Ce qui ressort des récits de travail des personnes en situation de handicap est qu’un des effets de leur intégration au travail est de questionner la distribution des rôles, les hiérarchies, les procédures et, la plupart du temps, l’échelle des valeurs et le sens même du travail.
C’est Jordan, autiste, refoulé de tous les postes de travail où il a tenté de s’insérer jusqu’au jour où l’on a compris que sa lenteur pouvait être un atout. Dans l’EHPAD où il est chargé de l’approvisionnement des armoires de réserve, les fournisseurs et les responsables ne perdent plus leur temps à faire le tour des étages.
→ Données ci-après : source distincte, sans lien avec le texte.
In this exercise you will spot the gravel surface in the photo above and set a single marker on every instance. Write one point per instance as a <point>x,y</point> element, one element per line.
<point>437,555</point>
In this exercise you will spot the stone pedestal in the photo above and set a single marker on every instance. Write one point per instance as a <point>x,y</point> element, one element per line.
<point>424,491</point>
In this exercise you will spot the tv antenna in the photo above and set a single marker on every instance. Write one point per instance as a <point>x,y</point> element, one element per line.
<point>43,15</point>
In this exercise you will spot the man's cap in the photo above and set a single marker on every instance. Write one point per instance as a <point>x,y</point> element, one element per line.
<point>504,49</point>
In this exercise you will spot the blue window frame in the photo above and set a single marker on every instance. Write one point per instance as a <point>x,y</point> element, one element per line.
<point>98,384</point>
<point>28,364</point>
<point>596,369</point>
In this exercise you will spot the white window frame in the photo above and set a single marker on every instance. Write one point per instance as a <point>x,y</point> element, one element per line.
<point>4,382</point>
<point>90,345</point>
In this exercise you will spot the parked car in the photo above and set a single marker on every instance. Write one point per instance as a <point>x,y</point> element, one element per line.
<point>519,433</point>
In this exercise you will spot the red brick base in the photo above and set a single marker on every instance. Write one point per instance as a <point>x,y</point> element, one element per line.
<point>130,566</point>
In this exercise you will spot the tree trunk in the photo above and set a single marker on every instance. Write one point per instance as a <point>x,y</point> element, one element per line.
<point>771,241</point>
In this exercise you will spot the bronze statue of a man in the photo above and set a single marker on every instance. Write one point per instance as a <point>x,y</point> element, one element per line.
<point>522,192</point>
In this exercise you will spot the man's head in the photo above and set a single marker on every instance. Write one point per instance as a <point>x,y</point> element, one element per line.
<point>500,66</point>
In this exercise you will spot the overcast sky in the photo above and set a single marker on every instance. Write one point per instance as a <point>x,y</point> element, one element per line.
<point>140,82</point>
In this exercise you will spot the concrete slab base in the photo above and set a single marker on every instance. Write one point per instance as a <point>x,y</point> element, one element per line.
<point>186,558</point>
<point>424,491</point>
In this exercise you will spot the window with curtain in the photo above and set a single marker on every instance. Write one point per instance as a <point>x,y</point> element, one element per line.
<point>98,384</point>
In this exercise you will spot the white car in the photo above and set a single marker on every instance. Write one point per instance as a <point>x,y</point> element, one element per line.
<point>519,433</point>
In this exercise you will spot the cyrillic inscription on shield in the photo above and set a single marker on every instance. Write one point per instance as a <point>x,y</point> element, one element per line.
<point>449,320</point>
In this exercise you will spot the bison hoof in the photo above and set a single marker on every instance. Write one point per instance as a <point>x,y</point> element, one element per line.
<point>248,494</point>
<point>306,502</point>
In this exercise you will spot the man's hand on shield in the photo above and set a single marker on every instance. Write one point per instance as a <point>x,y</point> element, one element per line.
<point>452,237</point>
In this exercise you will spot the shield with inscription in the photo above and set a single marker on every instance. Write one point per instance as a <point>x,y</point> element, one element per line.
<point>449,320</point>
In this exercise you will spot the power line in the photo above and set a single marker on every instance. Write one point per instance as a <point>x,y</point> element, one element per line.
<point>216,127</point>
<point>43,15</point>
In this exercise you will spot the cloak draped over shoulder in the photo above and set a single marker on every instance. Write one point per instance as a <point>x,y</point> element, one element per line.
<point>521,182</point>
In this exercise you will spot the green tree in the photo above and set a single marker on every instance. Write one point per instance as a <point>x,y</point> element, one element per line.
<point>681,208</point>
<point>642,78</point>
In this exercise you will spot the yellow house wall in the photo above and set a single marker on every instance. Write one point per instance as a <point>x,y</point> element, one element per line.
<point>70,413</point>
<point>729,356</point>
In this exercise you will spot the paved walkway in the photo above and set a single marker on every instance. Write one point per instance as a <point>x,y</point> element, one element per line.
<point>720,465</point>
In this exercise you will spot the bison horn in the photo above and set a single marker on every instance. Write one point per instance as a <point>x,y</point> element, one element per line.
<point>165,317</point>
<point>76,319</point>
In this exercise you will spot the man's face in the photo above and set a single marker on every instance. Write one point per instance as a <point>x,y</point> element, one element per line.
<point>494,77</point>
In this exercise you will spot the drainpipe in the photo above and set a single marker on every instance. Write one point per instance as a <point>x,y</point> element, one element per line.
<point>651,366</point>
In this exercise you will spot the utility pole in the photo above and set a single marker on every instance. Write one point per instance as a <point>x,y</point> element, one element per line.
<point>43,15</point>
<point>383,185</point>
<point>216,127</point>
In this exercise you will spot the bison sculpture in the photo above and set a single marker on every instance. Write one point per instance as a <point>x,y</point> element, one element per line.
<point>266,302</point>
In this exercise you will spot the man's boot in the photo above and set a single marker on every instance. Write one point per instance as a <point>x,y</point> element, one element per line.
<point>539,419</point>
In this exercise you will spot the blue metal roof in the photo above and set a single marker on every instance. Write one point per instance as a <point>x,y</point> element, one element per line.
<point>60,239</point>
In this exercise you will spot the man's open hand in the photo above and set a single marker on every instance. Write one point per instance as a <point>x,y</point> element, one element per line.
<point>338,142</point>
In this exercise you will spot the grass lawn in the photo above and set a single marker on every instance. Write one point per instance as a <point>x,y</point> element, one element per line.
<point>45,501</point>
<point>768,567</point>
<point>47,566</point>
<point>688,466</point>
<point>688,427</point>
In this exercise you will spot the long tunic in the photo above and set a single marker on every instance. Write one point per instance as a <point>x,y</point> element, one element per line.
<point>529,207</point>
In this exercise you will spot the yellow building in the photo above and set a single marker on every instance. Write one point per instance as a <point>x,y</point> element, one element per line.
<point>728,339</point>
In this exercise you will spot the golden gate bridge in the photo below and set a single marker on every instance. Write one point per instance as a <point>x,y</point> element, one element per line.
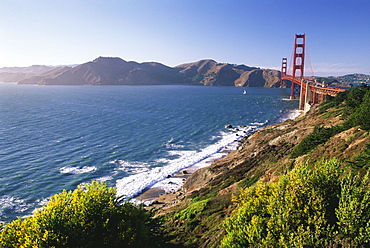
<point>305,89</point>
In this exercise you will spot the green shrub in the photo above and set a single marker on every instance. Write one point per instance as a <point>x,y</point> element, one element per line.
<point>309,207</point>
<point>319,136</point>
<point>89,216</point>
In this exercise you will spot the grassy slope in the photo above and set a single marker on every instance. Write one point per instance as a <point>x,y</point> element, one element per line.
<point>205,202</point>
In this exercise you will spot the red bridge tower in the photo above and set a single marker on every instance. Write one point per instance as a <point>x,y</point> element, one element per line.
<point>298,63</point>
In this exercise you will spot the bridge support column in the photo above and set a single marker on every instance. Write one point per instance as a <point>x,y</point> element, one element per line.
<point>298,63</point>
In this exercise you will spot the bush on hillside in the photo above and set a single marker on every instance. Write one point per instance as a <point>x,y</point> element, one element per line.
<point>89,216</point>
<point>309,207</point>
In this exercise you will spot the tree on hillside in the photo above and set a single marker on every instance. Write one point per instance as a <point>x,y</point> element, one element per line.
<point>89,216</point>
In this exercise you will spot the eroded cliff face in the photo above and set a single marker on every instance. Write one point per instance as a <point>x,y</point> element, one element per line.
<point>263,156</point>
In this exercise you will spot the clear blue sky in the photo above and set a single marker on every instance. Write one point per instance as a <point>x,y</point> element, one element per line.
<point>172,32</point>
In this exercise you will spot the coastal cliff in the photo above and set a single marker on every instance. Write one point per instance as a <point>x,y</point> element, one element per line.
<point>196,214</point>
<point>116,71</point>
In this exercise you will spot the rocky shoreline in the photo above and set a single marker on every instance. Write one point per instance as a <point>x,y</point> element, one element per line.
<point>194,178</point>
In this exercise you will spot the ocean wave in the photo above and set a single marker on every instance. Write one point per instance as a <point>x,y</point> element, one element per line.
<point>133,185</point>
<point>13,205</point>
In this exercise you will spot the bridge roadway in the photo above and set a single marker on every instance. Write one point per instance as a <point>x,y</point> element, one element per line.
<point>311,92</point>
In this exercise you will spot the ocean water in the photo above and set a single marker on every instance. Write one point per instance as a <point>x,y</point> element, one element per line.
<point>132,137</point>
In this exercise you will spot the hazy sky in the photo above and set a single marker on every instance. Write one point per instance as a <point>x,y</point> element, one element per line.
<point>172,32</point>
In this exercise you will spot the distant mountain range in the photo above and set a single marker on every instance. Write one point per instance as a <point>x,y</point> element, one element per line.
<point>116,71</point>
Jordan a minutieusement mémorisé tous les articles d’entretien et de soins. Il sait exactement ce qu’il manque. Les uns courent et s’agitent, c’est leur seconde nature. Jordan semble englué dans une inertie désespérante. Mais il a tout dans la tête. Cette lenteur fait gagner du temps.
C’est Sami, instituteur aveugle. Auparavant employé dans un poste de formateur en écriture Braille, il voulait exercer dans une classe de primaire. Les autorités académiques, effrayées, ont tout fait pour l’en dissuader – sans succès. Maintenant non seulement il s’épanouit dans son travail mais ses collègues viennent puiser dans sa classe des idées d’activités et d’organisation que sa cécité l’a amené à développer.
C’est Yannick, électromécanicien victime d’un accident de voiture. Cette force de la nature est maintenant paraplégique. Affecté dans les bureaux, il bouscule maintenant les convenances et les hiérarchies pour imposer son expérience acquise sur les chantiers.
C’est Vincent, tecnicien dans un laboratoire d’analyse médicale. Soigné pour un cancer, il n’a plus le droit de s’exposer aux agents infectieux que son travail l’oblige à côtoyer. Affecté dans une équipe de recherche, il a trouvé une place et un rôle dans lesquels il peut faire valoir ses compétences de terrain. Mais cette nouvelle fonction ne correspond à aucun statut connu dans l’entreprise.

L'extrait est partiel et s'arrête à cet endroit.